Toward a Reliable and Valid Usability Testing Methodology discusses a the usefulness of design testing:
There is no known usability testing method that is both reliable and valid. End of discussion. Why do people continue to ignore this, when instead we should be doing something about it?
We’ve struggled with this very problem ourselves. Do we even need this “science” when the art of humans observing humans could suffice? How can we improve user testing so that it’s more reliable, valid, and useful?

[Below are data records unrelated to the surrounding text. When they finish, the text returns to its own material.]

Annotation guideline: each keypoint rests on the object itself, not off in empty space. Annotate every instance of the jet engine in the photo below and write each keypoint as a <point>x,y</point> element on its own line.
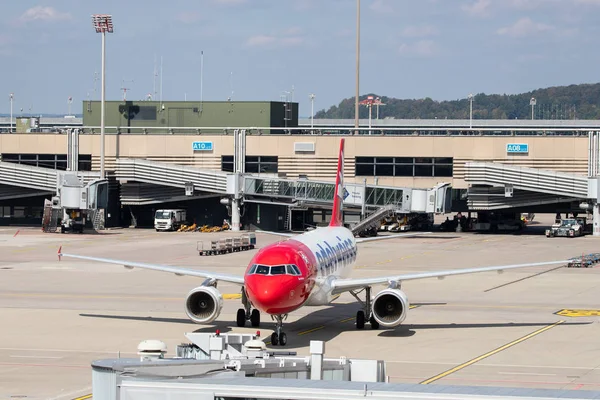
<point>390,307</point>
<point>203,304</point>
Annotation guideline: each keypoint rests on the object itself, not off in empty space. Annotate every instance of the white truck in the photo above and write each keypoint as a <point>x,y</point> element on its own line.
<point>169,220</point>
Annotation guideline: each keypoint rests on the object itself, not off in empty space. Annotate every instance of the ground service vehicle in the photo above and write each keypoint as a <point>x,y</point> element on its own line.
<point>169,220</point>
<point>308,269</point>
<point>73,221</point>
<point>227,245</point>
<point>495,221</point>
<point>570,227</point>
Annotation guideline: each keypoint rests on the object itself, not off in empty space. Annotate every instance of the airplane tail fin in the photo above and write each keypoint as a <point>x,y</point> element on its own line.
<point>337,218</point>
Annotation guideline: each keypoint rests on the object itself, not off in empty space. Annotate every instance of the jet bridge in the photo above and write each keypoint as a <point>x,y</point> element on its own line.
<point>495,186</point>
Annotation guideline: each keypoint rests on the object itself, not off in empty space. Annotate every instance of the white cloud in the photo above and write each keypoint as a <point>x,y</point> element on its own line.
<point>231,2</point>
<point>524,27</point>
<point>5,42</point>
<point>188,17</point>
<point>588,2</point>
<point>382,6</point>
<point>419,31</point>
<point>422,48</point>
<point>273,41</point>
<point>293,31</point>
<point>480,8</point>
<point>40,13</point>
<point>261,40</point>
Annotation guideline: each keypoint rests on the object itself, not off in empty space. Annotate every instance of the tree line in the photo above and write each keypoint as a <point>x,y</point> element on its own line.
<point>559,102</point>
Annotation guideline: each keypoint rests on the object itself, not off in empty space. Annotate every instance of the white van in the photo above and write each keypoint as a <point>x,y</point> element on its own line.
<point>169,220</point>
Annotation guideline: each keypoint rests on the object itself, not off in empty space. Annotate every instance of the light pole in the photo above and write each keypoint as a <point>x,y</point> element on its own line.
<point>12,95</point>
<point>471,111</point>
<point>357,65</point>
<point>312,111</point>
<point>102,24</point>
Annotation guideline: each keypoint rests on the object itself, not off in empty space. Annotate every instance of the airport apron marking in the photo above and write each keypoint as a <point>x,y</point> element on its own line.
<point>491,353</point>
<point>578,313</point>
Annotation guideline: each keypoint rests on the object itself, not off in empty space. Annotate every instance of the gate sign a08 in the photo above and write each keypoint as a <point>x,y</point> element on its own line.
<point>517,148</point>
<point>202,146</point>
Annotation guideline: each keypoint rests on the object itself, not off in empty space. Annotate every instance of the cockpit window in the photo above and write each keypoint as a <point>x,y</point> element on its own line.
<point>262,270</point>
<point>292,269</point>
<point>288,269</point>
<point>278,270</point>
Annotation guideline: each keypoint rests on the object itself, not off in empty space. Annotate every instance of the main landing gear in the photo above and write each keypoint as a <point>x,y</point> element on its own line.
<point>245,314</point>
<point>279,337</point>
<point>367,310</point>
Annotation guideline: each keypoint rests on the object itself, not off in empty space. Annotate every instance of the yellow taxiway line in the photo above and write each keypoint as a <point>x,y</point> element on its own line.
<point>491,353</point>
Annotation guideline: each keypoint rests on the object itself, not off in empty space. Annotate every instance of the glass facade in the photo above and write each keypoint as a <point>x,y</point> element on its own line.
<point>254,164</point>
<point>52,161</point>
<point>404,166</point>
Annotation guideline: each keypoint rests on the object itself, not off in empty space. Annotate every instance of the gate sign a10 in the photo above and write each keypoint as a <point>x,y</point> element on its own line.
<point>202,146</point>
<point>517,148</point>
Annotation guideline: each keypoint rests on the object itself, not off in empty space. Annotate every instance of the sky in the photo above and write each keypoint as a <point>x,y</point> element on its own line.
<point>261,50</point>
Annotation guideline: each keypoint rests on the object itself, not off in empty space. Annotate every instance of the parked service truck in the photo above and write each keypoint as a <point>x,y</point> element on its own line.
<point>169,220</point>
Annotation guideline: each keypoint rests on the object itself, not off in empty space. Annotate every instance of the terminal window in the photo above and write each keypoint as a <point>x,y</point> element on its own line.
<point>52,161</point>
<point>404,166</point>
<point>254,164</point>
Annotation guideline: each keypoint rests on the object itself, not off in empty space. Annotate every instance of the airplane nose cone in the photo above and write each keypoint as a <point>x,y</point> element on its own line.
<point>274,295</point>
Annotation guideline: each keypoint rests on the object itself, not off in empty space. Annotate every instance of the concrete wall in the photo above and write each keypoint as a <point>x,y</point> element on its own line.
<point>560,153</point>
<point>189,114</point>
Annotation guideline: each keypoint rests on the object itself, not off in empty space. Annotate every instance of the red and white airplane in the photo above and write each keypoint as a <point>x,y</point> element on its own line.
<point>310,269</point>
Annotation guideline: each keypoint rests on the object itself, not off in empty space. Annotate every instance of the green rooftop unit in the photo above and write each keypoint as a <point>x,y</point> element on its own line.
<point>171,115</point>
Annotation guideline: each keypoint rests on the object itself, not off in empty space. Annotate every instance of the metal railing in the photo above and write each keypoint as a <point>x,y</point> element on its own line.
<point>173,175</point>
<point>423,129</point>
<point>529,179</point>
<point>316,191</point>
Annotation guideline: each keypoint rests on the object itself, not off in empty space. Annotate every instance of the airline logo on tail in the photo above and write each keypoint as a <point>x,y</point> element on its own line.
<point>338,199</point>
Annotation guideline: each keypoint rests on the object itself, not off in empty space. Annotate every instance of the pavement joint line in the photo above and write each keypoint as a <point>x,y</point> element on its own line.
<point>226,296</point>
<point>490,353</point>
<point>524,278</point>
<point>318,328</point>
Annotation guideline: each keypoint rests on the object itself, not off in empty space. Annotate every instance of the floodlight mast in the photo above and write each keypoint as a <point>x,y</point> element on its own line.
<point>103,24</point>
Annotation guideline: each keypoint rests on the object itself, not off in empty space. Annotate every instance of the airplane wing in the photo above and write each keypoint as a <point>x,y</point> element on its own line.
<point>358,240</point>
<point>370,239</point>
<point>163,268</point>
<point>342,285</point>
<point>277,233</point>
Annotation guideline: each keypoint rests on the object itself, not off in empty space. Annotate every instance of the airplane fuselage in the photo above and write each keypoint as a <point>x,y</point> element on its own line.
<point>287,275</point>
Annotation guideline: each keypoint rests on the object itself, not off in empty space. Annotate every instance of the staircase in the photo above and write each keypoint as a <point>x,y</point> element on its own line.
<point>97,217</point>
<point>374,219</point>
<point>287,222</point>
<point>50,219</point>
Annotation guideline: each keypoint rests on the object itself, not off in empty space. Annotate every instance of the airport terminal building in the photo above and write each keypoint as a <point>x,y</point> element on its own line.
<point>154,151</point>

How do you take fundamentally qualitative data (comfort with navigation, understanding of a checkout process, etc.) and mix that with quantitative data (number of clicks, load speed, time to search for a product, etc.) to get something that’s reproducible to the point where the true user interface problems poke through?
[via WebWord]
i design for the least common denominator and then sprinkle in some razzle dazzle for some flare.

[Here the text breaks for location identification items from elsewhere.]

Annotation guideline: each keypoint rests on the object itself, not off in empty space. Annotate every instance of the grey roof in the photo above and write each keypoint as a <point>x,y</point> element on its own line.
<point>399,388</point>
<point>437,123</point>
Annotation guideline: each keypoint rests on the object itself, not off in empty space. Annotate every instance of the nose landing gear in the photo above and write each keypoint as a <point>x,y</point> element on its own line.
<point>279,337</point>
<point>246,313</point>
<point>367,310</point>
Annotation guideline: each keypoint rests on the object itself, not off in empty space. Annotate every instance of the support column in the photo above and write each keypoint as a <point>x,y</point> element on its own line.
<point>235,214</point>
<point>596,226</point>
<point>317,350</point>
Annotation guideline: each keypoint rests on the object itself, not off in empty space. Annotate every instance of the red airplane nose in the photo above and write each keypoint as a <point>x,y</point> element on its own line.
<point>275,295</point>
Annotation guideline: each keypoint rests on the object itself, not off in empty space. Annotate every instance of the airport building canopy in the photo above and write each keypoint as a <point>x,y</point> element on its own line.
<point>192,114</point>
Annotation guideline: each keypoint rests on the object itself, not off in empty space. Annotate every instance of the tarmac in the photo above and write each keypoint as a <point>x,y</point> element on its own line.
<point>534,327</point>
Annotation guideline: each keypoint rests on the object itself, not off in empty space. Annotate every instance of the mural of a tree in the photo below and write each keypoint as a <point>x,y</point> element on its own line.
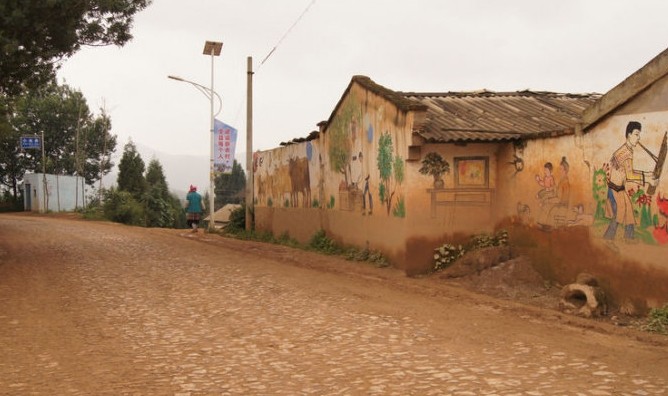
<point>389,167</point>
<point>340,144</point>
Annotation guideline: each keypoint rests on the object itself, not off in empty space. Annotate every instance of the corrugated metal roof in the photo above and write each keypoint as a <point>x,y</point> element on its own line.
<point>497,116</point>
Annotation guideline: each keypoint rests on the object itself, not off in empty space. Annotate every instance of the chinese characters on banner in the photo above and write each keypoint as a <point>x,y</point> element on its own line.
<point>225,141</point>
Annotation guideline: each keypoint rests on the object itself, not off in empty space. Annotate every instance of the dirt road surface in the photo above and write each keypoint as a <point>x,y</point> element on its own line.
<point>92,308</point>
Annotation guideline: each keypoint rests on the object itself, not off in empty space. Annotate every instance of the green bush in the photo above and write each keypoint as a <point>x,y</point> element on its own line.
<point>237,221</point>
<point>447,254</point>
<point>657,320</point>
<point>321,243</point>
<point>121,207</point>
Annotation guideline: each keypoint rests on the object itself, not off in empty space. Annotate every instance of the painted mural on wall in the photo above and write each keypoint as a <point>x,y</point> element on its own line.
<point>627,204</point>
<point>350,168</point>
<point>351,137</point>
<point>630,190</point>
<point>283,178</point>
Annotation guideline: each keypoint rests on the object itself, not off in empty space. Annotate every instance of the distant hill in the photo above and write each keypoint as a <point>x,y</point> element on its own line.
<point>180,170</point>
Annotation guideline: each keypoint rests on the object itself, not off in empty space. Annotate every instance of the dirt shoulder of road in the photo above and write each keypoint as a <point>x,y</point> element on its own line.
<point>512,288</point>
<point>515,289</point>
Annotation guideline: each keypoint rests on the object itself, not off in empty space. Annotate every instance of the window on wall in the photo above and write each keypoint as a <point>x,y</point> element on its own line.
<point>472,172</point>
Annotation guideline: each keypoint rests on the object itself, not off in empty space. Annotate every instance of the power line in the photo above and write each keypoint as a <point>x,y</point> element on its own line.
<point>286,33</point>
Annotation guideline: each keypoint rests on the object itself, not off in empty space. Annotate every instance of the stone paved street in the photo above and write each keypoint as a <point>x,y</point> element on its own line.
<point>91,308</point>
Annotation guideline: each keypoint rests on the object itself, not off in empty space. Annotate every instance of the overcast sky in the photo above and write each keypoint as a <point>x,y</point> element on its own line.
<point>570,46</point>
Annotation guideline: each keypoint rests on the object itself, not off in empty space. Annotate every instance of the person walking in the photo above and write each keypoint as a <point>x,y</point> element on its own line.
<point>194,208</point>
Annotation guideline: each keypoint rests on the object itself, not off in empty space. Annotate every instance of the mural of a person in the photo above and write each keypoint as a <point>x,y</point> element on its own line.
<point>367,194</point>
<point>555,202</point>
<point>547,182</point>
<point>619,208</point>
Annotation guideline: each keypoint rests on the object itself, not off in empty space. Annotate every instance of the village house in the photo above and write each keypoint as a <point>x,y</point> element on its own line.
<point>402,173</point>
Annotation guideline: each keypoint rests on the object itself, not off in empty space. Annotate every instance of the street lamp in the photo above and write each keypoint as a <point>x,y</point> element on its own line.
<point>211,48</point>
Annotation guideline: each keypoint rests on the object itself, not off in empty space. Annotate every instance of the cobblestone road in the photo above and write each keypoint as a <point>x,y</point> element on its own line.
<point>97,309</point>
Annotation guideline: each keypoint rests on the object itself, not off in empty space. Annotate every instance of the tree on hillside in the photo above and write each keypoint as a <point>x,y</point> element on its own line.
<point>36,35</point>
<point>131,172</point>
<point>162,208</point>
<point>230,187</point>
<point>75,141</point>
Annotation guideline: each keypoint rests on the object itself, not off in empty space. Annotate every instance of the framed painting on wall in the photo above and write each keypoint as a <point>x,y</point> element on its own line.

It's like trying to create a science to dictate "elegance".
It is very difficult to put numbers to such tests, but usually there are some basic guidelines or rules of thumb that can help. I wouldn't go as far as calling it "science" though.
As a QA Manager that doesn't always have the means of a proper usability testing lab, I can only say that some of these guidelines have proved to be very helpful to me in the past.
We need at least some of usability to be a science so we can create a standard by which we can avoid the "erroneous, fraudulent, unconscious cheating, and/or self-deception." I'm not hoping to measure what cannot be, only for a way to measure that part of usability that can be in a way that is meaningful and consistent.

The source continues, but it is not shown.